The same pattern applies to any LispE function that produces a numerical vector: uniform or Poisson sampling, Monte Carlo simulations, random permutations, matrix operations, time-series transformations. The callEvalLispEToFloats and callEvalLispEToInts entry points return values that are directly consumable by Chart.js, D3, WebGL, the Web Audio API, IndexedDB, Web Workers, and any other JavaScript API that accepts typed array buffers. There is no intermediate parsing step, and no second copy.

This is the property that distinguishes a serious WASM language bridge from one that merely works: data flows through the boundary in the form the consumer actually wants, not as a string the consumer must reparse.

Performance

LispE was designed with performance discipline. Specialized typed list classes (numbers, floats, integers) bypass generic dispatch for arithmetic operations. Object pools eliminate fragmentation for frequently allocated types. Symbol lookup uses a custom 16-bit hash table optimized for an interpreter's access patterns. Reference counting is deterministic, with no garbage collection pauses.

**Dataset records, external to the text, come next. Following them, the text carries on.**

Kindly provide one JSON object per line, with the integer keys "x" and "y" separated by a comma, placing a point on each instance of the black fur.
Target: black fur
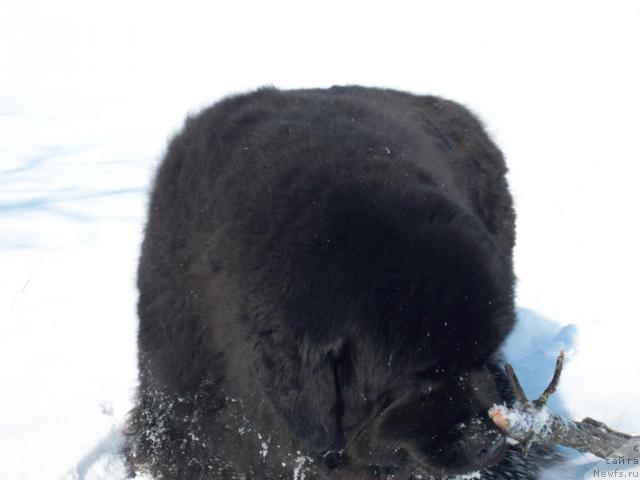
{"x": 325, "y": 280}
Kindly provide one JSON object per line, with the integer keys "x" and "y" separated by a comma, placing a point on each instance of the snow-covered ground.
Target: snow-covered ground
{"x": 89, "y": 93}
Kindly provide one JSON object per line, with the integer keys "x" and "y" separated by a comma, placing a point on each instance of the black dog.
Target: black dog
{"x": 325, "y": 280}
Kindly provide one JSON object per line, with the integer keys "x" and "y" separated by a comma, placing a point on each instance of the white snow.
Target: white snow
{"x": 89, "y": 93}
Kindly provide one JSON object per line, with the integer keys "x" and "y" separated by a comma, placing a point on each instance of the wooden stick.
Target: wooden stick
{"x": 532, "y": 422}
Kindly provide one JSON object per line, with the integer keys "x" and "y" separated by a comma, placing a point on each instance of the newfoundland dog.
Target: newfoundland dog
{"x": 325, "y": 281}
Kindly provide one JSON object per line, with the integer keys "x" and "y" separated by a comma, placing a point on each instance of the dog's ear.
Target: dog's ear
{"x": 299, "y": 379}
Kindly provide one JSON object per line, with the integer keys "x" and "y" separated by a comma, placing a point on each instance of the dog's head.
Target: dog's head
{"x": 378, "y": 348}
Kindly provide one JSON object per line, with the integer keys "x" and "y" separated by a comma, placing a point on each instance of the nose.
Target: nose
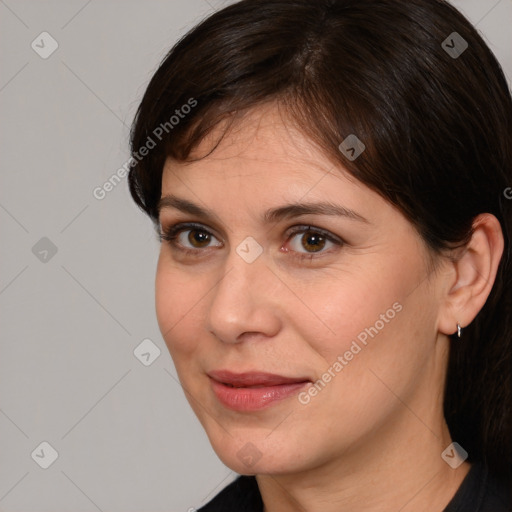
{"x": 245, "y": 301}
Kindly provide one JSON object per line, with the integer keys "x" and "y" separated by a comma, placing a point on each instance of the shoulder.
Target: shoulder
{"x": 241, "y": 495}
{"x": 482, "y": 491}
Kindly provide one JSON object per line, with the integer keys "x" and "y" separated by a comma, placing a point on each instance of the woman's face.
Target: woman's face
{"x": 348, "y": 304}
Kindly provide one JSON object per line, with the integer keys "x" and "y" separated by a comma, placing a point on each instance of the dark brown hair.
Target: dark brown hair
{"x": 436, "y": 126}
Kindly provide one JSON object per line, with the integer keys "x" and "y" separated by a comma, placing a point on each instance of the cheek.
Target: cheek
{"x": 351, "y": 308}
{"x": 178, "y": 303}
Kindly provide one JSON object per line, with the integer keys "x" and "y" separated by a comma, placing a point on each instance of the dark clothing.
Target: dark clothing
{"x": 479, "y": 492}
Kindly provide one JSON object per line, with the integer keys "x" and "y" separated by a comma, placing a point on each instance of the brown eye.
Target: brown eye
{"x": 198, "y": 238}
{"x": 312, "y": 241}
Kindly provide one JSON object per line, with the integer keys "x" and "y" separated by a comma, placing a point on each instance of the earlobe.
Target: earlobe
{"x": 475, "y": 272}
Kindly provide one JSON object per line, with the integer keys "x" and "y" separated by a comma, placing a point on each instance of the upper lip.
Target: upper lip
{"x": 253, "y": 378}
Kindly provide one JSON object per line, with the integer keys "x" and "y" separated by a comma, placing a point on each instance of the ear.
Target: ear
{"x": 472, "y": 275}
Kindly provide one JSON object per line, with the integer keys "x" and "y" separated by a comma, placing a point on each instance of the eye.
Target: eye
{"x": 189, "y": 238}
{"x": 312, "y": 241}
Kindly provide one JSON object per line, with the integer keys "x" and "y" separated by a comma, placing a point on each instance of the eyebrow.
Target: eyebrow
{"x": 272, "y": 215}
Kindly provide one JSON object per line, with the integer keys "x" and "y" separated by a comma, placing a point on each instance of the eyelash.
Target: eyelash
{"x": 171, "y": 233}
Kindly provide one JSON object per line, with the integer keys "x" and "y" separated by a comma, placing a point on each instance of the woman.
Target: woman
{"x": 329, "y": 182}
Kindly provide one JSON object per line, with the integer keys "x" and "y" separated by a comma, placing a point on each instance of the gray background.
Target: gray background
{"x": 124, "y": 433}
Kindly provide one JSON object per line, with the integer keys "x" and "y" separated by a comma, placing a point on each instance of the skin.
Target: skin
{"x": 372, "y": 438}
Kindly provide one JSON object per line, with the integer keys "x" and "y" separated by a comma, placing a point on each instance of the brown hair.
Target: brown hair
{"x": 436, "y": 126}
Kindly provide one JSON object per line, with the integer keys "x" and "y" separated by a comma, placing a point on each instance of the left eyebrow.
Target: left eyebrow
{"x": 272, "y": 215}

A documented benchmark on stochastic gradient descent, implemented identically in both languages, shows LispE running in 9 ms native versus 45 ms for naive Python (no NumPy). With 32-bit floats, LispE drops to 3 ms. The factor of 5 to 15 advantage holds because LispE's specialized types operate directly on contiguous memory, while Python's interpreter must dereference a PyObject for every floating-point value.

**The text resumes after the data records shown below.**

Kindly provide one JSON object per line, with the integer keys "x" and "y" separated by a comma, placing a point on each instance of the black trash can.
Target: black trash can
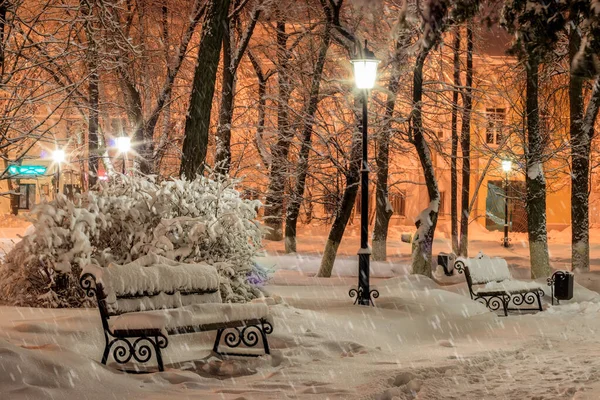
{"x": 562, "y": 285}
{"x": 447, "y": 262}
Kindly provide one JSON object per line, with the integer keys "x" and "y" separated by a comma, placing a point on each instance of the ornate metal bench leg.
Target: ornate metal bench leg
{"x": 157, "y": 347}
{"x": 217, "y": 341}
{"x": 266, "y": 329}
{"x": 107, "y": 347}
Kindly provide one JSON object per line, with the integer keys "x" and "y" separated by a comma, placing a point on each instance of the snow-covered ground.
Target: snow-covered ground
{"x": 424, "y": 339}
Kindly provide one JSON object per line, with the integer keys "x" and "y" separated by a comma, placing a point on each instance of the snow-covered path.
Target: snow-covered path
{"x": 422, "y": 340}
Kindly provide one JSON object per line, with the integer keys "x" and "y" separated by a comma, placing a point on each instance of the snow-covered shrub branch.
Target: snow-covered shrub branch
{"x": 184, "y": 220}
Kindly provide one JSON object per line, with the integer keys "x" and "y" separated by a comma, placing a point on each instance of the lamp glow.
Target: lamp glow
{"x": 58, "y": 156}
{"x": 365, "y": 69}
{"x": 123, "y": 144}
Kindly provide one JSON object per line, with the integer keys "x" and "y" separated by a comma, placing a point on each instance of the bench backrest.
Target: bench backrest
{"x": 483, "y": 269}
{"x": 486, "y": 269}
{"x": 150, "y": 283}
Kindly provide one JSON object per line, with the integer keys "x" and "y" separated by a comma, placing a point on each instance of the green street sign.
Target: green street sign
{"x": 26, "y": 170}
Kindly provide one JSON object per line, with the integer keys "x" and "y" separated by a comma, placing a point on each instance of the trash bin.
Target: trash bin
{"x": 562, "y": 285}
{"x": 446, "y": 260}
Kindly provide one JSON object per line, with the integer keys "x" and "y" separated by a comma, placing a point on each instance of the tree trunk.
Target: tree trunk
{"x": 261, "y": 111}
{"x": 465, "y": 146}
{"x": 454, "y": 156}
{"x": 232, "y": 54}
{"x": 93, "y": 93}
{"x": 383, "y": 208}
{"x": 197, "y": 121}
{"x": 274, "y": 199}
{"x": 223, "y": 138}
{"x": 93, "y": 150}
{"x": 535, "y": 180}
{"x": 422, "y": 248}
{"x": 297, "y": 196}
{"x": 345, "y": 210}
{"x": 580, "y": 153}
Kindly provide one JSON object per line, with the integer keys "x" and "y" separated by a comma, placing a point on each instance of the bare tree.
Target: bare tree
{"x": 197, "y": 122}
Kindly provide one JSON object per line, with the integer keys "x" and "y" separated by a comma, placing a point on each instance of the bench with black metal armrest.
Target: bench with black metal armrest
{"x": 143, "y": 303}
{"x": 491, "y": 283}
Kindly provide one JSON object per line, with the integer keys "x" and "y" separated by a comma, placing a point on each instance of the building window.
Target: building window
{"x": 495, "y": 125}
{"x": 330, "y": 203}
{"x": 71, "y": 190}
{"x": 442, "y": 205}
{"x": 398, "y": 201}
{"x": 25, "y": 199}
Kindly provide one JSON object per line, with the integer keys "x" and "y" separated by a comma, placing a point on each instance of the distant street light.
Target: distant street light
{"x": 365, "y": 74}
{"x": 506, "y": 167}
{"x": 123, "y": 144}
{"x": 58, "y": 156}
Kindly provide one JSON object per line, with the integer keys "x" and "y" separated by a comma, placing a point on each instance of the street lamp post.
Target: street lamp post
{"x": 506, "y": 167}
{"x": 123, "y": 146}
{"x": 365, "y": 73}
{"x": 58, "y": 156}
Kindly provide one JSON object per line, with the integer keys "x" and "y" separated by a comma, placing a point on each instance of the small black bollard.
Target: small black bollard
{"x": 561, "y": 284}
{"x": 447, "y": 262}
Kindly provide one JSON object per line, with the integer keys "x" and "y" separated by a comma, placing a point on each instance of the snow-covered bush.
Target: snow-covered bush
{"x": 188, "y": 221}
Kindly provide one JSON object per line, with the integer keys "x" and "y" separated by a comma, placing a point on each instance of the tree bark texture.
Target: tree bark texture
{"x": 297, "y": 196}
{"x": 454, "y": 150}
{"x": 580, "y": 165}
{"x": 232, "y": 55}
{"x": 345, "y": 209}
{"x": 422, "y": 253}
{"x": 465, "y": 146}
{"x": 535, "y": 180}
{"x": 197, "y": 122}
{"x": 279, "y": 152}
{"x": 383, "y": 209}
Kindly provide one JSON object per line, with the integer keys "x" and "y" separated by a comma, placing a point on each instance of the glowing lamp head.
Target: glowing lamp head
{"x": 365, "y": 69}
{"x": 58, "y": 156}
{"x": 123, "y": 144}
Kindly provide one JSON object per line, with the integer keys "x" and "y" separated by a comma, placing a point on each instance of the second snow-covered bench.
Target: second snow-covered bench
{"x": 490, "y": 282}
{"x": 144, "y": 302}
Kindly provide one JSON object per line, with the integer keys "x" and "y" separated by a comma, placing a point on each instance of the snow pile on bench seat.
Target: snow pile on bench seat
{"x": 152, "y": 274}
{"x": 509, "y": 286}
{"x": 161, "y": 301}
{"x": 485, "y": 269}
{"x": 189, "y": 316}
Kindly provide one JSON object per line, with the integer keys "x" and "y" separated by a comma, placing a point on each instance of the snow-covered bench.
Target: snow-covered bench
{"x": 491, "y": 283}
{"x": 144, "y": 302}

In WebAssembly, LispE pays a 1.5x to 2x penalty against the native build, but this penalty is shared by all WASM-compiled languages. In practice LispE WASM remains substantially faster than Pyodide on equivalent numerical workloads, while occupying half the binary size.

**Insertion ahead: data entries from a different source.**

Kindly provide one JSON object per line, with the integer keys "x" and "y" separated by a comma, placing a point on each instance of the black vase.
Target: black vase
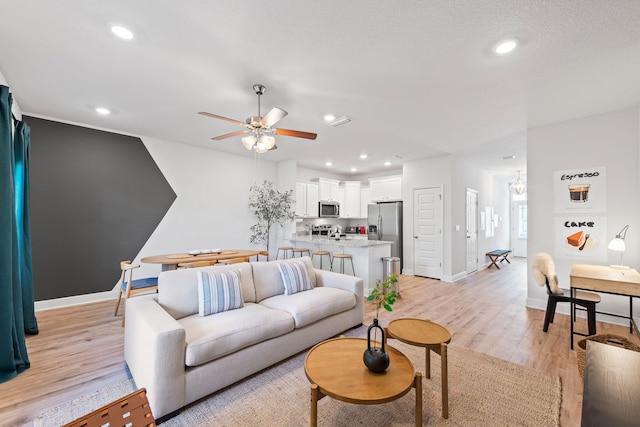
{"x": 375, "y": 358}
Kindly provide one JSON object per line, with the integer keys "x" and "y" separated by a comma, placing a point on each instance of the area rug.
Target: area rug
{"x": 483, "y": 391}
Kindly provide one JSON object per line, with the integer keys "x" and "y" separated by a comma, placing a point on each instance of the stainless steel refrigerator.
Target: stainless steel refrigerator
{"x": 384, "y": 222}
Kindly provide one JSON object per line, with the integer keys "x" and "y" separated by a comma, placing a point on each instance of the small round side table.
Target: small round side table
{"x": 431, "y": 336}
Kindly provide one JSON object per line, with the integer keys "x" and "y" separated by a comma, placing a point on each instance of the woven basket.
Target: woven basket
{"x": 610, "y": 339}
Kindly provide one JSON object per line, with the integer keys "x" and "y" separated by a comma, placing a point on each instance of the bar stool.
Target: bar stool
{"x": 342, "y": 258}
{"x": 321, "y": 254}
{"x": 285, "y": 250}
{"x": 300, "y": 251}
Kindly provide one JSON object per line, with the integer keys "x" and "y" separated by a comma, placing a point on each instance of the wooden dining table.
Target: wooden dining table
{"x": 171, "y": 261}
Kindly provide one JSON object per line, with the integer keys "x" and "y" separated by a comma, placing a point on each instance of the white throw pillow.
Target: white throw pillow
{"x": 218, "y": 292}
{"x": 294, "y": 277}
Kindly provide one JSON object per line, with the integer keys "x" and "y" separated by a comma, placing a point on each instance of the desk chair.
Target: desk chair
{"x": 543, "y": 270}
{"x": 131, "y": 287}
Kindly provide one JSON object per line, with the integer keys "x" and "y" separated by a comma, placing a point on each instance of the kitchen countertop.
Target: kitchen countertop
{"x": 344, "y": 241}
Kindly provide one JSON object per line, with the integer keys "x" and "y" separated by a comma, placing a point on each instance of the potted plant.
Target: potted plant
{"x": 382, "y": 295}
{"x": 271, "y": 207}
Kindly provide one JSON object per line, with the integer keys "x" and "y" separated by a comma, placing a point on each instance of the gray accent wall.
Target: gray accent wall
{"x": 96, "y": 198}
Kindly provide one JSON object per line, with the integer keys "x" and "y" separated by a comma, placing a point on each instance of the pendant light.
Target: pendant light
{"x": 518, "y": 187}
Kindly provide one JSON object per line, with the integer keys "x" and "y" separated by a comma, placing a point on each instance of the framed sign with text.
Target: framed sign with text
{"x": 580, "y": 190}
{"x": 581, "y": 237}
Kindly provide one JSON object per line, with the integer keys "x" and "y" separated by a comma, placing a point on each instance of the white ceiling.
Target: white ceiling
{"x": 417, "y": 78}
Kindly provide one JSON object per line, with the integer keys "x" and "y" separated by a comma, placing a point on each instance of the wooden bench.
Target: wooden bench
{"x": 498, "y": 255}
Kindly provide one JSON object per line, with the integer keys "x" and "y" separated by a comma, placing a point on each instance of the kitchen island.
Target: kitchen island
{"x": 366, "y": 254}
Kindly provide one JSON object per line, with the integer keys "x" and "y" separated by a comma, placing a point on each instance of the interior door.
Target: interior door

Internationalization Is Not An Afterthought

LispE's text processing traces directly from the XIP parser developed at Xerox Research Centre Europe over two decades, used in industrial NLP pipelines. This experience is encoded in concrete design choices:

Internal representation in UTF-32, guaranteeing uniform handling of all Unicode code points across operating systems
The segment function recognizes accented characters, em-dashes, typographic apostrophes, and mixed-language text without configuration
Built-in regex character classes for Greek (%h), CJK (%H), and accented Latin (%a)
Tokenization rules are runtime-modifiable, so domain-specific conventions (currency notation, scientific identifiers) can be added without recompilation
Three decimal notation conventions (anglo-saxon, French, permissive) are available as parameters

For applications processing text in multiple languages, common in 2026, these capabilities are immediately useful. There is no equivalent in the JavaScript standard library, and assembling them from third-party packages produces an inconsistent patchwork.

Conclusion

LispE WASM is not a revolution. It is a mature interpreter built with thirty years of accumulated discipline, brought into the browser through WebAssembly, occupying 3.5 MB of binary that includes capabilities normally distributed across hundreds of npm packages.

The proposition is straightforward: where JavaScript is strong (UI, DOM, async events, ecosystem integration), continue to use JavaScript. Where JavaScript is weak (numerical computation, multilingual text processing, pattern matching, algebraic data structures, coherent integration), consider delegating to a companion runtime. The bridge between them is typed where it needs to be (numerical data in Float64Array and Int32Array, with a single copy at the boundary and zero-copy on each side) and asynchronous where the host demands it (asyncjs with explicit callbacks, no ASYNCIFY tax).

The cost is a 3.5 MB download, paid once and cached thereafter. For applications that exercise the runtime substantively, the cost is amortized in the first few seconds and forgotten thereafter.

The playground at naver.github.io/lispe is open. The source code is on GitHub. The wiki documents the language in depth. For some applications, LispE WASM will be the right answer; for others it will not. The honest invitation is to evaluate it on its merits, in concrete use cases, against the actual alternatives.